Regardez, vous ne pouvez jamais être totalement, complètement honnêtes à moins de connaître la perspective globale de toutes choses. Ceux qui sont les plus honnêtes ont entière confiance dans la fonction globale de la réalité – comme le Bouddha lui-même. Alors vous ne trouvez aucun mal à l’extérieur puisque vous aurez dominé le vrai démon intérieur qui est la malhonnêteté.

N’être pas honnête crée l’identité. N’être pas honnête génère l’égoïsme.
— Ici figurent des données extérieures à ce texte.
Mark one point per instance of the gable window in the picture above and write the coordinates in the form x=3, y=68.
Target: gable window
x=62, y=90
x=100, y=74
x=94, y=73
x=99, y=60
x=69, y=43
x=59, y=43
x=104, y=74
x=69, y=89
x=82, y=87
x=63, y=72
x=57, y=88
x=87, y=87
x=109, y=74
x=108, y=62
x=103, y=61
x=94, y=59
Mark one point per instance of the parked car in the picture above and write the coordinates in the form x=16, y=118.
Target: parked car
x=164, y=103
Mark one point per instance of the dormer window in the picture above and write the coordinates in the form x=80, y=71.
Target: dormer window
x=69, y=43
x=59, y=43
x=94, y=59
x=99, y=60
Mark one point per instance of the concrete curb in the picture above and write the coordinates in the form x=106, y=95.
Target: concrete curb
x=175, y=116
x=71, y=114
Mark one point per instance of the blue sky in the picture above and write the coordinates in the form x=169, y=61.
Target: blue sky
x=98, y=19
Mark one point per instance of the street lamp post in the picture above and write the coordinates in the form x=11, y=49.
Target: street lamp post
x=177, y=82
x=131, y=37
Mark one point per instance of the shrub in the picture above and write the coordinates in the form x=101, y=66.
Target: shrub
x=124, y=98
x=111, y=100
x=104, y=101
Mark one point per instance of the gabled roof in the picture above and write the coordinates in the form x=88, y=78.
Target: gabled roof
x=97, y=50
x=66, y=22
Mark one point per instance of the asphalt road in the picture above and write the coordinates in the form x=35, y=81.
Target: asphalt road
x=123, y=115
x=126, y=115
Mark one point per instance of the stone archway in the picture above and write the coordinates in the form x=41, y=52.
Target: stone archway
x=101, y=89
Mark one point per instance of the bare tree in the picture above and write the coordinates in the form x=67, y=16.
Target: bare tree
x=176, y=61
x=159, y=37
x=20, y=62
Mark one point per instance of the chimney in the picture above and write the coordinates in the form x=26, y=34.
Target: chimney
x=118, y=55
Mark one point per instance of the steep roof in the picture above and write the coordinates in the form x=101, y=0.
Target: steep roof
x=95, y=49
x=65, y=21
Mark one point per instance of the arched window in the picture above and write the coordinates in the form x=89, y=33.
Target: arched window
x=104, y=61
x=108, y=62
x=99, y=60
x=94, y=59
N’être pas honnête nous empêche de vivre pleinement. Lorsque nous ne sommes pas honnêtes nous sommes soucieux : si je fais ceci, qu’est-ce que ça me rapportera, que se passera-t-il pour moi, etc. Le “moi” devient important, au détriment du moment présent.

La pratique de la véritable honnêteté, c’est d’accorder la priorité à l’instant présent. Pour laisser ce moment prendre le dessus, il vous faut avoir grande confiance dans la véritable nature de bouddha qui est en vous. Quand vous trouvez le bouddha en toute chose, tout est célébration. Vous comprenez tout ce qui est extérieur à vous-même comme l’expression du bouddha intérieur. Si une chose vous semble emplie de courroux, vous la comprenez comme l’expression du bouddha intérieur. Si une chose semble paisible, c’est aussi l’expression du bouddha intérieur. Finalement, tout est expression du bouddha intérieur. Donc, tout est votre création. Votre création est tout.

Si vous comprenez les choses de cette manière, vous n’aurez pas besoin d’être malhonnêtes. Vous n’aurez pas besoin de lutter, pas besoin de changer. Vous pourrez vous relier aux choses telles qu’elles sont. (…)

Cette qualité d’honnêteté est en partie volontaire. C’est-à-dire, nous nous disons : “Allons, essaie d’être plus honnête”. Ou : “Essaie de ne pas conceptualiser à outrance, essaie de ne pas te duper, essaie de regarder franchement cette situation, considère réellement la possibilité que tu t’es trompé”.

Mais, plus important, l’honnêteté dont nous parlons est le résultat naturel d’une pratique de méditation disciplinée et énergique. Ce qui veut dire que l’honnêteté émerge naturellement de la méditation, sans le vouloir. Si nous méditons, nous deviendrons plus honnêtes.

Cette pratique de l’honnêteté – qui peut de prime abord sembler pénible et difficile – est en fait le seul moyen d’apprécier totalement nos vies et d’être complètement qui nous sommes.

Extrait de « Shambhala Sun », mai 2003, traduit de l’anglais par I. Charbonnier.